Same time and place as usual: "Darwin"-room at 10.00, Wednesday November 25. Any fika-volunteer?
Etiketter:
drosophila,
mating interactions,
sexual isolation,
sexual selection
Saturday, November 14, 2009
An exciting week with the phenotype in the centre of focus: Thesis nailing, lab-meeting (18 November) and dissertation
We have an exciting week in front of us, starting with the nailing of Fabrice Eroukhmanoffs PhD-thesis on Monday 16 October at 15.00. This ceremony will take place at "The Oak" in the bottom floor of the Ecology Building, and drinks will of course be served. Hope to see you all there!

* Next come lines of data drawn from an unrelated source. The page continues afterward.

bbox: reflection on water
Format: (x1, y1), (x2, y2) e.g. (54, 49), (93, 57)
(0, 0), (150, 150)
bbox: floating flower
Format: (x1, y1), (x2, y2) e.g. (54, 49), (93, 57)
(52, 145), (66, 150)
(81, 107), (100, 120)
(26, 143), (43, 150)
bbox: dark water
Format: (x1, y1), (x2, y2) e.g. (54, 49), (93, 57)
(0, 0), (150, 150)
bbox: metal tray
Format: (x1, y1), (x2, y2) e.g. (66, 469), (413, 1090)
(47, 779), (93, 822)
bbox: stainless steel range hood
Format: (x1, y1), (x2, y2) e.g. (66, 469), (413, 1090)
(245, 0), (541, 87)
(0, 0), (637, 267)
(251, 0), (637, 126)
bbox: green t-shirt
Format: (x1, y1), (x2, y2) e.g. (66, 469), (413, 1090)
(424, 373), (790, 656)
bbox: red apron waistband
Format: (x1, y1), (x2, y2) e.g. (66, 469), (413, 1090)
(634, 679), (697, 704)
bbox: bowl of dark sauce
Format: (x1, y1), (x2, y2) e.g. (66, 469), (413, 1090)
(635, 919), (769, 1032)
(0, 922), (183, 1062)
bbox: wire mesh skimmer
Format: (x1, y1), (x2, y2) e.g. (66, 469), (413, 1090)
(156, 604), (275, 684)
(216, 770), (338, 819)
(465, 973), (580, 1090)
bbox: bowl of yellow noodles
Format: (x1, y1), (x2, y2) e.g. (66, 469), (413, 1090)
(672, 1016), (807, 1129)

On Wednesday (18 November), we will have our regular lab-meeting in "Darwin" at 10.00. Fabrice will show his Powerpoint-presentation to get some last feedback before the thesis defence on Friday 20 November. We will also discuss a recent paper by David Houle in the journal PNAS, where he suggests that time is now mature for the formation of a new scientific field: "Phenomics". After all the other "-omics"-revolutions in biology (genomics, transcriptomics and proteomics), Houle suggests that we should now return to the most interesting unit of evolution, and what made most of us interested in biology in the first place: The Phenotype. In spite of all the many advances in genomics and other reductionistic fields in molecular biology, our knowledge about how phenotypes evolve, and how they should be measured and quantified is still quite limited. Hopefully, this paper will open up our eyes for a bright future in the field of evolutionary ecology, and give some new idéas for research. You can download the paper here. If the links do not work, contact me or Anna Runemark (anna.runemark@zooekol.lu.se) and try to get a PDF from us instead. By, the way, do we have any "fika-volunteer" on Wednesday morning?

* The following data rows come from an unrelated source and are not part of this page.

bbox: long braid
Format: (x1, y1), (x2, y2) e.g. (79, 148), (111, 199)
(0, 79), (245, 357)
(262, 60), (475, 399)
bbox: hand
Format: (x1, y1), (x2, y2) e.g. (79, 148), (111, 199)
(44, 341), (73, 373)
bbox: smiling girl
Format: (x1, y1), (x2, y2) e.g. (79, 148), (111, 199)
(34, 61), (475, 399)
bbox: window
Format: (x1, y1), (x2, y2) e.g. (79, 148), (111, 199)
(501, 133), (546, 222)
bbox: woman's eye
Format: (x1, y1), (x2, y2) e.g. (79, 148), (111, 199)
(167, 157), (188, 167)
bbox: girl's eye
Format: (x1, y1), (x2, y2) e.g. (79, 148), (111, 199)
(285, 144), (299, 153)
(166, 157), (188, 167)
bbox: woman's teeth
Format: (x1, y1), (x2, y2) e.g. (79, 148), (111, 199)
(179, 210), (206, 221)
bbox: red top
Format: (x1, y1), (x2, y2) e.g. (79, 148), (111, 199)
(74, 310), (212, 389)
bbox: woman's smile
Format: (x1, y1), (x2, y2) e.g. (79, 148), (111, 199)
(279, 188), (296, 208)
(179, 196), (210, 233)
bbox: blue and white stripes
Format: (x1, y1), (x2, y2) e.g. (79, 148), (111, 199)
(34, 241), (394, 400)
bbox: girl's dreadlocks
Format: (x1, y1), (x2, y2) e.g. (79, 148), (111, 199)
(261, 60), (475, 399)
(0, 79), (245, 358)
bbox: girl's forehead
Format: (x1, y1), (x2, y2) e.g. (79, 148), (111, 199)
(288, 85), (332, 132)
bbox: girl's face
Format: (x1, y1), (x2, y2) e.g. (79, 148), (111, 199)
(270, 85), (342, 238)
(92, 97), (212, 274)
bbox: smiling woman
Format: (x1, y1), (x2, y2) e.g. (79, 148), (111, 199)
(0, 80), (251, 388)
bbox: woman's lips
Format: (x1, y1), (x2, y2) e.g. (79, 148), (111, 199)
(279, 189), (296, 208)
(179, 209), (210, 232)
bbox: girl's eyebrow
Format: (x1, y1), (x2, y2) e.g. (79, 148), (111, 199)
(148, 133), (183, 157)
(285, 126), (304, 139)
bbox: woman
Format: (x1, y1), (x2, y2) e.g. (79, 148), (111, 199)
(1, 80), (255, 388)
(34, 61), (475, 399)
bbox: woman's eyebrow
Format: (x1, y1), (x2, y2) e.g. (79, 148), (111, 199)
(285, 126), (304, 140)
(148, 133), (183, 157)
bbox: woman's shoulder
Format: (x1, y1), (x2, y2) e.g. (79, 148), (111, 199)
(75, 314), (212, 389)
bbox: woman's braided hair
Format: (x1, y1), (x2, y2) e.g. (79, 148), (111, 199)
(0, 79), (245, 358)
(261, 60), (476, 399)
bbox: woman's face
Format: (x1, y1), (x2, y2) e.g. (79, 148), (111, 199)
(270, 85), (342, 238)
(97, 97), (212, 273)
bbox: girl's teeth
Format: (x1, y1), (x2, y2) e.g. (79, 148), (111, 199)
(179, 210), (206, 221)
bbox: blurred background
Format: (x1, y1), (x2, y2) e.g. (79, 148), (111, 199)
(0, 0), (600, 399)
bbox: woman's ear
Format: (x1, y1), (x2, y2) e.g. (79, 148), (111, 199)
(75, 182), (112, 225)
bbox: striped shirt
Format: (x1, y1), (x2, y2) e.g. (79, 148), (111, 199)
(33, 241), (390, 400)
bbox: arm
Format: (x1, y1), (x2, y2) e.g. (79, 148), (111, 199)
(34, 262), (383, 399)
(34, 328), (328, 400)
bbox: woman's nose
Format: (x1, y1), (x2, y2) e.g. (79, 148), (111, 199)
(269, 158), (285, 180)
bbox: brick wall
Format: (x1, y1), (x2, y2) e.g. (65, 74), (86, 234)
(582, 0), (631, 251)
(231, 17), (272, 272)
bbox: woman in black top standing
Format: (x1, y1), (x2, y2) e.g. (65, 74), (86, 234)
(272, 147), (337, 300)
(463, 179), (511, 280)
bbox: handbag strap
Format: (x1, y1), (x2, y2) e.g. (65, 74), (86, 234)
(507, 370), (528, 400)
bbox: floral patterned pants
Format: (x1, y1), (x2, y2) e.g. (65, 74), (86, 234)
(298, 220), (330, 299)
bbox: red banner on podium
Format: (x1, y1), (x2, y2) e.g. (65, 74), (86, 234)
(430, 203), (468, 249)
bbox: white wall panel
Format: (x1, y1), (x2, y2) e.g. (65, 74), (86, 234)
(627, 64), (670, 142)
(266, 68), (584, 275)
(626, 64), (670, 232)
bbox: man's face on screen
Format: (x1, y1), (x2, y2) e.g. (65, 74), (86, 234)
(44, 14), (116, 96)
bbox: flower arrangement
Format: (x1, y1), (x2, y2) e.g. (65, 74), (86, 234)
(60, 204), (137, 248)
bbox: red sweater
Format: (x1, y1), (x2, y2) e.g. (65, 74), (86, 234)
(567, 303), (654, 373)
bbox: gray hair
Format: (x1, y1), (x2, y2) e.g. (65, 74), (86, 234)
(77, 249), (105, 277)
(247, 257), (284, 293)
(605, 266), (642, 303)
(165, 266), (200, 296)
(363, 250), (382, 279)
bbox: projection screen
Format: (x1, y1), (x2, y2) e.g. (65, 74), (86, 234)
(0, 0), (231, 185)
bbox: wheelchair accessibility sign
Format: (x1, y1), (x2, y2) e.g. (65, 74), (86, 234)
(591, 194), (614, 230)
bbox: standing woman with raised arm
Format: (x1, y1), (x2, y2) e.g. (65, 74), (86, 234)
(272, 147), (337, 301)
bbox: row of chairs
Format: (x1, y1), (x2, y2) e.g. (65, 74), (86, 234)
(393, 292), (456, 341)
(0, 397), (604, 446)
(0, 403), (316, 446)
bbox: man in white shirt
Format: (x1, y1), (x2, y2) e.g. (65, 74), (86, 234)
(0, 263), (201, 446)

The exciting week does not end on Wednesday, luckily. On Thursday, Fabrice's thesis opponent, Professor Andrew Hendry from McGill University (Canada) will give a research seminar at 13.00 in the "Blue Hall" (note the time: it is one hour earlier than the "official" Thursday seminar which starts at 14.00). Hendry has done a lot of research on rapid evolutionary change in natural populations, gene flow, "eco-evolutionary dynamics" and ecological speciation. Thetitle of Andrew's talk on Thursday 19 November is:
"Ecological speciation (or the lack there-of) in sticklebacks, guppies and Darwin's finches"

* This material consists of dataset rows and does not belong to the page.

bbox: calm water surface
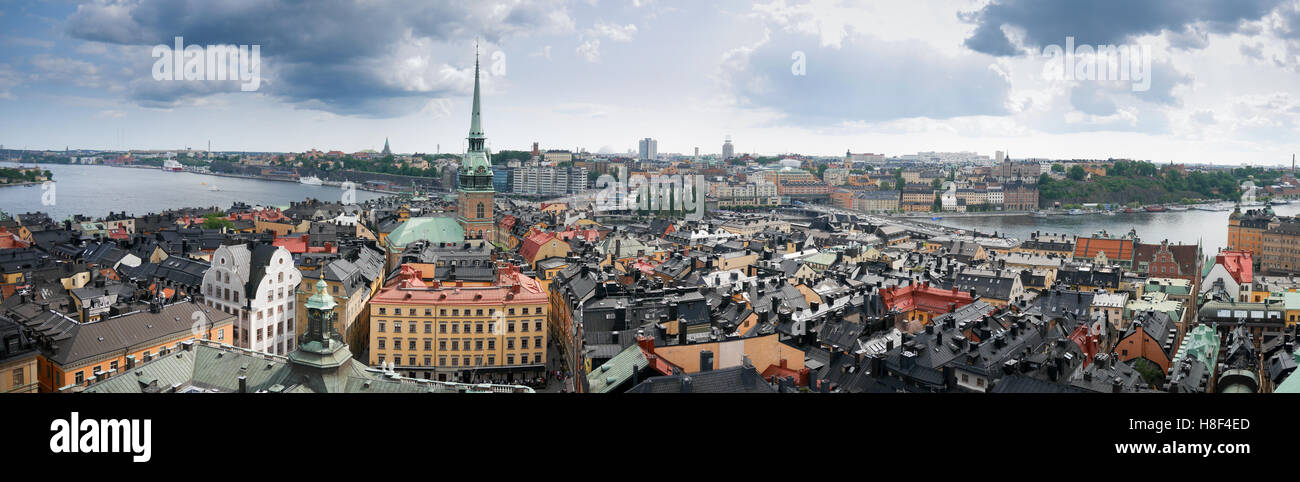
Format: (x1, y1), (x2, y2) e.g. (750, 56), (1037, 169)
(0, 162), (382, 221)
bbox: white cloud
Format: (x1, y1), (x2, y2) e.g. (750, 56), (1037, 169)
(577, 39), (601, 64)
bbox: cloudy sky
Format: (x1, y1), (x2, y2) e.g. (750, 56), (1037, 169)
(0, 0), (1300, 164)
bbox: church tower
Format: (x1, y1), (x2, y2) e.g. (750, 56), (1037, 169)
(456, 47), (495, 245)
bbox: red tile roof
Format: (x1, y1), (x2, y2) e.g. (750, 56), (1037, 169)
(1214, 251), (1255, 285)
(1074, 236), (1134, 260)
(880, 283), (975, 314)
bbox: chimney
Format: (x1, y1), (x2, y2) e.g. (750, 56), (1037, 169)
(699, 349), (714, 372)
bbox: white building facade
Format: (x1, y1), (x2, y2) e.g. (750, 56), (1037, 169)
(203, 244), (303, 355)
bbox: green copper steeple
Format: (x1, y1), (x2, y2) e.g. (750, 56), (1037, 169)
(458, 41), (493, 191)
(468, 44), (486, 151)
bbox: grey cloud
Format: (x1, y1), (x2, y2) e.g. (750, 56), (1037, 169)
(959, 0), (1286, 56)
(65, 0), (573, 117)
(731, 31), (1010, 125)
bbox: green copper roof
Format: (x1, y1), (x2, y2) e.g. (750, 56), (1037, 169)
(304, 277), (334, 311)
(387, 217), (465, 248)
(1173, 325), (1219, 373)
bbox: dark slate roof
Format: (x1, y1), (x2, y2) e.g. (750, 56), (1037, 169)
(991, 374), (1087, 394)
(628, 365), (776, 394)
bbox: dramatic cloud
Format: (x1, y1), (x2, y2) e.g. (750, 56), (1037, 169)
(725, 31), (1010, 125)
(961, 0), (1284, 56)
(66, 0), (575, 117)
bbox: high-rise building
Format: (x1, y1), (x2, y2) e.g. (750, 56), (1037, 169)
(637, 138), (659, 161)
(456, 52), (495, 239)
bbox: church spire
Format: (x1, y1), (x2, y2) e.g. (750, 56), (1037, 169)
(469, 42), (485, 151)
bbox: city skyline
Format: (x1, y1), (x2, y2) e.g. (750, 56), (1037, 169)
(0, 0), (1300, 165)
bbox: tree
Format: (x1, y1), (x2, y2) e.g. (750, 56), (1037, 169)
(1069, 165), (1088, 181)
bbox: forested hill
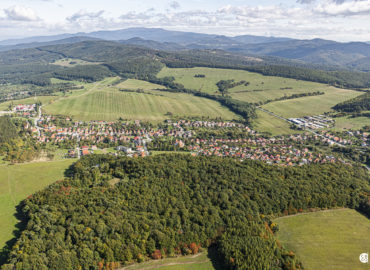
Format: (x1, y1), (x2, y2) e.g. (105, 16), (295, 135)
(2, 155), (369, 270)
(0, 40), (370, 88)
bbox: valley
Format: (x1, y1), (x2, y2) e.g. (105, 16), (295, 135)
(0, 28), (370, 270)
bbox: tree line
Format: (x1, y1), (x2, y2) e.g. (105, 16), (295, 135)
(2, 155), (369, 270)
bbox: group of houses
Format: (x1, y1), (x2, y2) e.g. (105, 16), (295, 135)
(18, 110), (369, 166)
(289, 114), (335, 129)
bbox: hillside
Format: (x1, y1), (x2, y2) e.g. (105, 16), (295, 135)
(0, 28), (370, 71)
(274, 209), (370, 270)
(4, 155), (368, 269)
(43, 78), (238, 122)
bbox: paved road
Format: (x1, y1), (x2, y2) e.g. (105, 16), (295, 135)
(34, 105), (42, 138)
(257, 107), (346, 147)
(256, 107), (370, 171)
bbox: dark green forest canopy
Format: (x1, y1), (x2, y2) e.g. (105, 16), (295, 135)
(0, 41), (370, 88)
(3, 155), (369, 269)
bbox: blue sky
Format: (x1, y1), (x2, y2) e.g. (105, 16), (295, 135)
(0, 0), (370, 41)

Finally, this exciting week with the phenotype in focus will have a grand finale on Friday November 20 in the "Blue Hall" at 10.00, when Fabrice will defend his thesis. I hope as many as possible can and will join in to see Fabrice defending himself against Andrew Hendry, who is known to be a very critical and detail-oriented scientist. Most welcome!
Etiketter:
Andrew Hendry,
David Houle,
ecological speciation,
Fabrice Eroukhmanoff,
phenomics
Monday, November 2, 2009
New PhD-thesis in the lab: Fabrice Eroukhmanoff
I am pleased to announce that a new PhD-thesis will now be defended in our group: Fabrice Eroukhmanoff's Magnum Opus "The interplay Between Selection and Constraints on adaptive Divergence and Phenotypic Evolution".
This is the third Ph.D.-student that has finished his/her thesis in our lab, the previous two were Jessica Abbott (2006) and Tom Gosden (2008). You can find an abstract and more informaton about the thesis here. Well done Fabrice!
The thesis will be defended on Friday November 20 in the Blue Hall (Ecology Building). The external opponent will be Professor Andrew Hendry from McGill University Canada, and the thesis committé will consist of Professors Anna Qvarnström (Uppsala University), Karin Rengefors (Limnology, Lund University) and Janne S. Kotiaho (University of Jyväskylä, Finland). The thesis defence is open to everyone, and I encourage you to participate in this exciting event.